AWS Startups Blog

Anodot’s Ira Cohen and the Importance of User Experience with Autonomous Analytics

For Ira Cohen, founder and chief data scientist of Anodot, timing is everything. Despite having 11 years of work at Hewlett Packard under his belt, he always knew that when the right idea and timing struck, he’d make his way into the startup world. The right timing turned out to be about four and a half years ago. The right idea? Anodot, an autonomous analytics company that uses machine learning techniques to equip business owners with the tools they need to learn and grow using data.

Machine learning was already a critical part of online life before Anodot’s inception. The science was responsible for everything from recommending a movie you might like on Netflix to helping you avoid a congested route via your Waze app. But as advancements in the field continued to make machine learning and data analysis even more complex, Cohen wanted to focus on creating a product that would do the heavy lifting for their customers.

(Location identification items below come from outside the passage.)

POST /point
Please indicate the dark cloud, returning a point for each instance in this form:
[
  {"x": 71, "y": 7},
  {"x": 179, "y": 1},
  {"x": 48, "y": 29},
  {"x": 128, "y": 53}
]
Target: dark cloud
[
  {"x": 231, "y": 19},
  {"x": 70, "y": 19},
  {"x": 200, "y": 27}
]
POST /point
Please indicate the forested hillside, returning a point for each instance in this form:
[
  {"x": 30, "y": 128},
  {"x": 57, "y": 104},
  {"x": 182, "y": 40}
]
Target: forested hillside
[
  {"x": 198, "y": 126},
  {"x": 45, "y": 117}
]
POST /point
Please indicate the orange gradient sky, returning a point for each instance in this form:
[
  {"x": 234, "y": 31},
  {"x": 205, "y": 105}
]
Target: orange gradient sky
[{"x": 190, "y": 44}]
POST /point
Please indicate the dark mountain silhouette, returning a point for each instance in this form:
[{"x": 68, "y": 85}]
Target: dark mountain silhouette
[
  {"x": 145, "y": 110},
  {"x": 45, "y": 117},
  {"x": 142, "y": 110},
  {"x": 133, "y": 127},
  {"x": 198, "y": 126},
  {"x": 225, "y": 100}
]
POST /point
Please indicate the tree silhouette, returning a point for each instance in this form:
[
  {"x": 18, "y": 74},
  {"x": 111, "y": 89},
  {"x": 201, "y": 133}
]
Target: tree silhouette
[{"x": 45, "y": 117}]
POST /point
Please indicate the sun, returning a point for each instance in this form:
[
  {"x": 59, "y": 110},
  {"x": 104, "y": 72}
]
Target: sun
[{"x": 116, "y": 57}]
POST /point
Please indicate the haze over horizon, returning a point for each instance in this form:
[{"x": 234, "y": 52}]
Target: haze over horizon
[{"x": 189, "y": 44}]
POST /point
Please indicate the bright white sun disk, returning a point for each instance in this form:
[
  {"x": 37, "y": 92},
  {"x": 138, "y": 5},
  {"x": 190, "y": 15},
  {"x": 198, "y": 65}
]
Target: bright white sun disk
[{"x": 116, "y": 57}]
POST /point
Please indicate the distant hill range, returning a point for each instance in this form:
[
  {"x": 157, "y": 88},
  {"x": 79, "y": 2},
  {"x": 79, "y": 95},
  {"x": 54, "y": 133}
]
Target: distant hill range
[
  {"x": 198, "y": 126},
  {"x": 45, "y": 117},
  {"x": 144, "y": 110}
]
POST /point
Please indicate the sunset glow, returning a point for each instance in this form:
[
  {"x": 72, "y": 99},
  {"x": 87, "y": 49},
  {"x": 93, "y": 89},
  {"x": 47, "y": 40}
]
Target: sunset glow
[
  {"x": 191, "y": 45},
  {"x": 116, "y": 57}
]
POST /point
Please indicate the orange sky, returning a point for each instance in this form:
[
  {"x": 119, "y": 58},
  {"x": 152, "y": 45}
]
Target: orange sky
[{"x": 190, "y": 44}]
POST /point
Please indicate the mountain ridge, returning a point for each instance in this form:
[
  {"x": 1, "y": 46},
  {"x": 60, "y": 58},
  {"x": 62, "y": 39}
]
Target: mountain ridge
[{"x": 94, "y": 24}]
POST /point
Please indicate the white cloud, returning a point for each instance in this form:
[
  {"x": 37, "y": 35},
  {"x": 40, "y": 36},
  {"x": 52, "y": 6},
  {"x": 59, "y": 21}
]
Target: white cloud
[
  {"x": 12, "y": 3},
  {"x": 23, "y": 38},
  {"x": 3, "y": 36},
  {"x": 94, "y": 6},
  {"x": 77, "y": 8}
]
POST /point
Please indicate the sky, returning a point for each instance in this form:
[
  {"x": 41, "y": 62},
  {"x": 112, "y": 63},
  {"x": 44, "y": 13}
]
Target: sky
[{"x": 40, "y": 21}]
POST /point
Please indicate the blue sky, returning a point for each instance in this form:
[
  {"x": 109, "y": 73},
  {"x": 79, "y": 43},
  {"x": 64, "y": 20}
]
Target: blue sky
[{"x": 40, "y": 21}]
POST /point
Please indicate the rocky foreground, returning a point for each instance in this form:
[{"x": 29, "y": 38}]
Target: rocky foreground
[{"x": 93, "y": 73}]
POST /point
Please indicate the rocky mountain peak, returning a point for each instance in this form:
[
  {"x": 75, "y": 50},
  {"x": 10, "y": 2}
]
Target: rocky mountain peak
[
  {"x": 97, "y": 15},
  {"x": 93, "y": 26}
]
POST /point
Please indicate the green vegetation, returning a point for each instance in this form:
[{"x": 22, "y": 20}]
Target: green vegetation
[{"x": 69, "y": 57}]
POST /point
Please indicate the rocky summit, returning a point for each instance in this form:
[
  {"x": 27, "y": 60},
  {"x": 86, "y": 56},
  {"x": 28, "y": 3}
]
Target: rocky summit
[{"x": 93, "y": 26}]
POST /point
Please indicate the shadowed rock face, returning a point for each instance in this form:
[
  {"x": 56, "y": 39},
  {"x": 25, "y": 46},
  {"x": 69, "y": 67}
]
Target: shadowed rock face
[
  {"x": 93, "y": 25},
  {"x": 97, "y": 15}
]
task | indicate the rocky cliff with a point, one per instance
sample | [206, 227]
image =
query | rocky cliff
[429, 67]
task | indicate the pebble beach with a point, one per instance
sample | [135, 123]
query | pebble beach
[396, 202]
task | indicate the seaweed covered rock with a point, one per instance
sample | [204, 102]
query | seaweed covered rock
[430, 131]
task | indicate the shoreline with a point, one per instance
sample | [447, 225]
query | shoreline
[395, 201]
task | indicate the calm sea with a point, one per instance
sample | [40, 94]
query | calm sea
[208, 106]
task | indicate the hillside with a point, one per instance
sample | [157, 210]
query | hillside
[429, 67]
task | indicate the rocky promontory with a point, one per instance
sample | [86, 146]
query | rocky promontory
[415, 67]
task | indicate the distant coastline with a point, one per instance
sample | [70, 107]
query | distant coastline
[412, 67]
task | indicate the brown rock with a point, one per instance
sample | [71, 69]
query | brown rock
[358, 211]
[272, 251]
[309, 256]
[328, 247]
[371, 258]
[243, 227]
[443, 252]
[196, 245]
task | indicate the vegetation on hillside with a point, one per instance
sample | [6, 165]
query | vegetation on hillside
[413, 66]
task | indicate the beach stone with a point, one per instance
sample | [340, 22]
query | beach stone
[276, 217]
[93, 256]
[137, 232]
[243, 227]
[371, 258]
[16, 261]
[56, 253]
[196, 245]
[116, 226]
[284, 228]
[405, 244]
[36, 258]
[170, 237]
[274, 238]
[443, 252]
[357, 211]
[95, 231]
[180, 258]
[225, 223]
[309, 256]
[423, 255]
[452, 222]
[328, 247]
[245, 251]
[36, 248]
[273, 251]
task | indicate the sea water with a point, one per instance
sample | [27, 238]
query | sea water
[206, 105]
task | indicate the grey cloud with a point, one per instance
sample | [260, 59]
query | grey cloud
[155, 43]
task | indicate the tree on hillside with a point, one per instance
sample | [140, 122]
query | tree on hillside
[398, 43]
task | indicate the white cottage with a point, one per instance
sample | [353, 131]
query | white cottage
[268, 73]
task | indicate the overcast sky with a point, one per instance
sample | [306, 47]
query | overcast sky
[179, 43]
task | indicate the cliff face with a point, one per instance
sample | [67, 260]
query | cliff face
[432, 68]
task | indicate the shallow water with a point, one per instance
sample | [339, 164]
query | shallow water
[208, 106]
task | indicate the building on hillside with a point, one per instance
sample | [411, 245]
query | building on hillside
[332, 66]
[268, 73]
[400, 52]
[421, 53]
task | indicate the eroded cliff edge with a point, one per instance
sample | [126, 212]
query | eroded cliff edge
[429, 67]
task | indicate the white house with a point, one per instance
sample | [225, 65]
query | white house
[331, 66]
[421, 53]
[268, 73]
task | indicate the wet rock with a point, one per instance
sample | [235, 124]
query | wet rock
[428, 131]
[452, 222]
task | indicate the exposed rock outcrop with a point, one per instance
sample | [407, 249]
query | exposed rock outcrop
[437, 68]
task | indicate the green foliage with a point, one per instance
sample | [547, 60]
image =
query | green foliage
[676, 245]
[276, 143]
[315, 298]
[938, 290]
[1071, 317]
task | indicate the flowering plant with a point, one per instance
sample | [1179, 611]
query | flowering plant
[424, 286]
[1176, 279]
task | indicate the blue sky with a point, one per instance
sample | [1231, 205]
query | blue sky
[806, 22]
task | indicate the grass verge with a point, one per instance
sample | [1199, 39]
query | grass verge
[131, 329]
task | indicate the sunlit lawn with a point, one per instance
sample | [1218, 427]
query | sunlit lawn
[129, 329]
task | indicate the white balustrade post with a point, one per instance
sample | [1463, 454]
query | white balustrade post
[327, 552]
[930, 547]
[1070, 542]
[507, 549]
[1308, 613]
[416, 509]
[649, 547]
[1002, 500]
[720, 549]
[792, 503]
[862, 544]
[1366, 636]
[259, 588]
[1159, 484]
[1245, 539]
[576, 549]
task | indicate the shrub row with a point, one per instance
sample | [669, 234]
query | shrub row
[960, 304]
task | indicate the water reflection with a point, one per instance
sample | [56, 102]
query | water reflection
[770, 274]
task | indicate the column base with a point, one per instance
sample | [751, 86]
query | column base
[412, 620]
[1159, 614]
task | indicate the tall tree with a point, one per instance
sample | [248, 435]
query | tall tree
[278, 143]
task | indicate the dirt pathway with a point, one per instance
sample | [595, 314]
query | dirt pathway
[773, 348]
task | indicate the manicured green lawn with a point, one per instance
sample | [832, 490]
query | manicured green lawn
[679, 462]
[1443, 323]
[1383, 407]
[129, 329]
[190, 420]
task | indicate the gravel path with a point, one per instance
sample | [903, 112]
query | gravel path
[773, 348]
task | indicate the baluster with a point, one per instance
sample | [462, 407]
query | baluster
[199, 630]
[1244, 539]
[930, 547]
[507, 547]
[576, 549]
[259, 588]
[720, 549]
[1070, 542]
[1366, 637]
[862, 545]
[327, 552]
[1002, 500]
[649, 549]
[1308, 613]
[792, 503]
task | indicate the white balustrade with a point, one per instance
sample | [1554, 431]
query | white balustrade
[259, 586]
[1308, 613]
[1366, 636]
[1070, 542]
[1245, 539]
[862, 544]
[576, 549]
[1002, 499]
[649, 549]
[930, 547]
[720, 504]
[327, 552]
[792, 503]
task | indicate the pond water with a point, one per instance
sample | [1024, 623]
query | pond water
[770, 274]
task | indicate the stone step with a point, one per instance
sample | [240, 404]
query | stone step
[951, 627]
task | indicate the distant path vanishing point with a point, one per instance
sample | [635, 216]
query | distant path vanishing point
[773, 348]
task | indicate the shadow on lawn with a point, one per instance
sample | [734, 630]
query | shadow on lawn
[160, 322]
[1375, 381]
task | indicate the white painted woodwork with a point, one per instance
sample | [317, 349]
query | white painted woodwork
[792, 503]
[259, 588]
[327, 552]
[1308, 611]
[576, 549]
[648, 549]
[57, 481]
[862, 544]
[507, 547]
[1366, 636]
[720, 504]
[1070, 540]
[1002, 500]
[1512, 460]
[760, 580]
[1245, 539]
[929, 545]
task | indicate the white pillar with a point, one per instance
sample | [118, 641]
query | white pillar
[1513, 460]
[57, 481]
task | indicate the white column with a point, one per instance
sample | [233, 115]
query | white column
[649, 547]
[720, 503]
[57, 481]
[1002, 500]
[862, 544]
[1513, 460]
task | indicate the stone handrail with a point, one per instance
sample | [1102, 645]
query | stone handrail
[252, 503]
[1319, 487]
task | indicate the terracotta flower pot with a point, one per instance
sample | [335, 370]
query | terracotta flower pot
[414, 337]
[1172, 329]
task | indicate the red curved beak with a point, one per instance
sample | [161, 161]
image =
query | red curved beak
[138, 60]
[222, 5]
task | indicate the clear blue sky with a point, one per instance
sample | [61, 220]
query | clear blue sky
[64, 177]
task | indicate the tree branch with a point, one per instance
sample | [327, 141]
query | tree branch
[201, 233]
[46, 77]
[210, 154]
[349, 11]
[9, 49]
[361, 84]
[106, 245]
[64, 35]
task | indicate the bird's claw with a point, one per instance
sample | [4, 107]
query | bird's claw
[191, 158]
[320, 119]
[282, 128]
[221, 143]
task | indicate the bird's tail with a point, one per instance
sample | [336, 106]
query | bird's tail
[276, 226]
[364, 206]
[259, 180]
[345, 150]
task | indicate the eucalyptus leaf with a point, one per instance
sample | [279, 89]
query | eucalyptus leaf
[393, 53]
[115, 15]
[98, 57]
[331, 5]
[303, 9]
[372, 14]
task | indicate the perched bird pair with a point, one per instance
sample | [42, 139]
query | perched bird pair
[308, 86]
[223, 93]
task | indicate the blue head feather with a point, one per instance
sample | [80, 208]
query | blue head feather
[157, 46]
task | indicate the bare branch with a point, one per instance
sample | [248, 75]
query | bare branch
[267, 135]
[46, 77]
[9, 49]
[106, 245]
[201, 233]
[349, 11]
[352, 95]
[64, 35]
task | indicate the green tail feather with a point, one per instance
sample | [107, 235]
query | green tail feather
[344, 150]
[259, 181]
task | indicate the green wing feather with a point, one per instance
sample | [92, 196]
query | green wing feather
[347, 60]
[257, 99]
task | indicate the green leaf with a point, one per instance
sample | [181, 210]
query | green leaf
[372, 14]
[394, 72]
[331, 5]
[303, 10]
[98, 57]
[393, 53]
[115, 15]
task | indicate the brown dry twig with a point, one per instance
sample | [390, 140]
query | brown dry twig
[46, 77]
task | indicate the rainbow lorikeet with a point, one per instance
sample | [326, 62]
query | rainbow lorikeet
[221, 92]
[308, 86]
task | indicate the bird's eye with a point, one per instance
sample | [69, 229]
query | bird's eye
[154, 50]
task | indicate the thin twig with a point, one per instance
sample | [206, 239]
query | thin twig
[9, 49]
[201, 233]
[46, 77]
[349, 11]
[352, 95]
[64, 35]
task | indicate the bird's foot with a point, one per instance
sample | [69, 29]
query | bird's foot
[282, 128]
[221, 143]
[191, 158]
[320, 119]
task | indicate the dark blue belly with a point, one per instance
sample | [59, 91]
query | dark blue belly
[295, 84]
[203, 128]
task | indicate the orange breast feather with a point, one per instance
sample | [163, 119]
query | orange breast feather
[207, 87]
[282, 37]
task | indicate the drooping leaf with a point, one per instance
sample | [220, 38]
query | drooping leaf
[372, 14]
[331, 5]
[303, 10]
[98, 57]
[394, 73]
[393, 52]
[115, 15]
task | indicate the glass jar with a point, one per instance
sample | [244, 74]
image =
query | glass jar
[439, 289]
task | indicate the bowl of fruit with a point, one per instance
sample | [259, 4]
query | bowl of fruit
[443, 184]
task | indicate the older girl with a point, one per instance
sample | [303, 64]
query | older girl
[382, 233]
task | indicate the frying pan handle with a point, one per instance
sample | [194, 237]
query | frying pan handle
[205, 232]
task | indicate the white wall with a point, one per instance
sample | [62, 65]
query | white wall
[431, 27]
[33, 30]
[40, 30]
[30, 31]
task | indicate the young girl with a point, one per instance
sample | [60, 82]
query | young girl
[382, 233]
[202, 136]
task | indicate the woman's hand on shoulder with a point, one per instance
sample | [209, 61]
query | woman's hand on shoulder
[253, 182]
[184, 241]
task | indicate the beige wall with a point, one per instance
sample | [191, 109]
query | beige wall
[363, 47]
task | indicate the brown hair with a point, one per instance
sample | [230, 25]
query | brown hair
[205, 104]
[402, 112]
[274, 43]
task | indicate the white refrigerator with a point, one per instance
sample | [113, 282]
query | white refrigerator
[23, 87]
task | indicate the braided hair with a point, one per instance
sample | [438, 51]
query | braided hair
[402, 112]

Rather than devoting a team of data scientists to monitoring and analyzing ever-shifting data, a company can turn to Anodot’s autonomous analytics platform. The system relies on machine learning to provide business owners with a bigger look at the behavioral patterns, anomalies, and statistical outliers available within their data. Anodot’s algorithms are able to pinpoint the anomalies that matter faster than any human could and immediately alert the customer, helping businesses fix an issue before it becomes a bigger problem. The platform can also use real-time data to forecast future values, allowing customers to prepare for what’s ahead and avoid unexpected loss. Thanks to Anodot’s algorithms, business owners can focus on running their business with feedback from Anodot’s data analysis, rather than trying to figure out what to do with all that data themselves.

Cohen understood the importance of creating those stellar algorithms when he started Anodot. What he had to learn, though, was that those algorithms were only one part of the data package.

“The user experience around a machine learning–based product is as important as the actual machine learning algorithms and results,” says Cohen. “You can have the best algorithms in the world, but if you can’t serve the results to users in a way they understand, it’s meaningless. So a lot of the additional work that we have done as a company and around the product was actually to serve the results in a way that non-machine learning experts understand it, without having to know anything about machine learning. That’s actually as hard as the machine learning itself.”

Getting that user experience just right was not an easy journey, Cohen notes, especially since Anodot was an innovative startup without many competitors to model. He and his team spent weeks testing their product and tinkering with brand new ways to analyze and present data. They even completely scrapped weeks worth of work on the user interface when they realized too many mistakes had been made. But thanks to a lot of hard work, the company has recently launched a new service dedicated to forecasting.

“[There’s] no data scientists required, no development required, and this is really designed for business users that have no coding [skill]. They know their data, but they don’t know anything else about how to use tools,” Cohen says.

That emphasis on helping those customers without a data background is allowing Anodot to usher in a new era of machine learning and autonomous analytics that allows any business owner to get the most out of their data.